It’s early for the Pittsburgh Pirates to go full Col. Hannibal Smith from the “A-Team.” But in terms of the club’s starting rotation, don’t you just “love it when a plan comes together”? For one series, anyway, that just happened.
And for a franchise whose best laid plans so often go astray, it was enjoyable to see them manifest for at least one weekend against a division rival. On Sunday, the Pirates beat the Chicago Cubs 3-2 behind a strong start from Mitch Keller. The club took three of four at Wrigley Field, providing a snapshot of what the organization had been hoping this rotation would look like by roughly this point in the season.

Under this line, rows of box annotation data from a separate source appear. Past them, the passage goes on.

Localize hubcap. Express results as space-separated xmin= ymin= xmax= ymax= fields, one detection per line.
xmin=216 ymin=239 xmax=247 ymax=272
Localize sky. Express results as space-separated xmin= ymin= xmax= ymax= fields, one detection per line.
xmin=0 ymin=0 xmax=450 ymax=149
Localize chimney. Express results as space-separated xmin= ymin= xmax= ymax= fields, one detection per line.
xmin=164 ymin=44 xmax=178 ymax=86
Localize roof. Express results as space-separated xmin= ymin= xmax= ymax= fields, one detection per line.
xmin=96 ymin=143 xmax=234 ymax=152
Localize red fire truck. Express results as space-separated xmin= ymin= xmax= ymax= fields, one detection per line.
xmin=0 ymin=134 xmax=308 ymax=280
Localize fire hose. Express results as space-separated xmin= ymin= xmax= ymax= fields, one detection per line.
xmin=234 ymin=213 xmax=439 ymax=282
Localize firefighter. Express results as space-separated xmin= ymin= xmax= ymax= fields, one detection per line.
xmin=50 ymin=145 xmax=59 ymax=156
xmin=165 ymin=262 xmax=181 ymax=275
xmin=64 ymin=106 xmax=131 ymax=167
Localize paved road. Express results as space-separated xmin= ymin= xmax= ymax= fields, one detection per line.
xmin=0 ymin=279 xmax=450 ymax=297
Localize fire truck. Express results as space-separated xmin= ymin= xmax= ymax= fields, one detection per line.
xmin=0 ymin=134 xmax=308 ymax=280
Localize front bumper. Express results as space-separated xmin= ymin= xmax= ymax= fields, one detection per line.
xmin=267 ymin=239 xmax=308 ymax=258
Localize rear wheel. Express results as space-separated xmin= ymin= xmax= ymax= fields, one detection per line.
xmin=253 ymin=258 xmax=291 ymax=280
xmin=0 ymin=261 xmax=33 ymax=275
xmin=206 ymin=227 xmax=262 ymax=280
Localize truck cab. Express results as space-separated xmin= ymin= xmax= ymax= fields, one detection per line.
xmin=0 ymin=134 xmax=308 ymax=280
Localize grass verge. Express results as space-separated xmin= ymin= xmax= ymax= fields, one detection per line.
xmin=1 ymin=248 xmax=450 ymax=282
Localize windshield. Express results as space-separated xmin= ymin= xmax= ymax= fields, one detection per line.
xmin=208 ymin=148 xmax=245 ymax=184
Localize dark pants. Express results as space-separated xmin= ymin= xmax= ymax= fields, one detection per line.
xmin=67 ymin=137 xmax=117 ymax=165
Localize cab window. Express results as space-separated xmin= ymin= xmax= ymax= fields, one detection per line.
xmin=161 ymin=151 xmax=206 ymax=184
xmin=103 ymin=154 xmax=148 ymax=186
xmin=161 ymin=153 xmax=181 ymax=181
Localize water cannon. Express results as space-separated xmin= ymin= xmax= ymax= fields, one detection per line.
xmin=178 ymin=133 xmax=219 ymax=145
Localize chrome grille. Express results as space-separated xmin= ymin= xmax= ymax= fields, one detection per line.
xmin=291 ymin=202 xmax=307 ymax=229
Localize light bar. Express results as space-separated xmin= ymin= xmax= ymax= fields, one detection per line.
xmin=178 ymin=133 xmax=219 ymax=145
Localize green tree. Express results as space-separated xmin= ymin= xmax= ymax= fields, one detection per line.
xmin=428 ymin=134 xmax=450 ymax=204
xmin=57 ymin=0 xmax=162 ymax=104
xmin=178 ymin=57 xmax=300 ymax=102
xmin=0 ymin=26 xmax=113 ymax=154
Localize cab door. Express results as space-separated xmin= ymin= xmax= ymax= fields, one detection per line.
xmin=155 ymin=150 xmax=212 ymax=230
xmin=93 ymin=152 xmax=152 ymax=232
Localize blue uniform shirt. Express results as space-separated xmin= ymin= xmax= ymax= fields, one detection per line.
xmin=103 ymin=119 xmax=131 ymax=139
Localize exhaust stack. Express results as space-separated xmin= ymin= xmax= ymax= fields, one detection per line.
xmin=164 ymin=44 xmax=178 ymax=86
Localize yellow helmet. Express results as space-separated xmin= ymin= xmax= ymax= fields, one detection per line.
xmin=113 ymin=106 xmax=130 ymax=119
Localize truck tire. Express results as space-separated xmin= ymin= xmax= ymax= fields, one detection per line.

Especially since last year’s first-round pick, Paul Skenes, is now up with the big league club and Jared Jones has proved to be more than worthy of staying up after making his Major League Baseball debut at the end of March. In the four games at Wrigley, the Pirates starters — Jones, Skenes, Bailey Falter and Keller — combined to allow only five runs over 25 2⁄3 innings against a Cubs lineup that posted 21 runs just a week earlier during a three-game series between the teams at PNC Park. Not only that, but the combined strikeout-to-walk ratio for the four starters was 23:6.
For Jones and Skenes specifically to open the first two games of the series, it was 18:1. Skenes left his start on Friday after six innings with a no-hit shutout intact, and Falter tossed seven and two-thirds innings of three-hit shutout ball on Satu.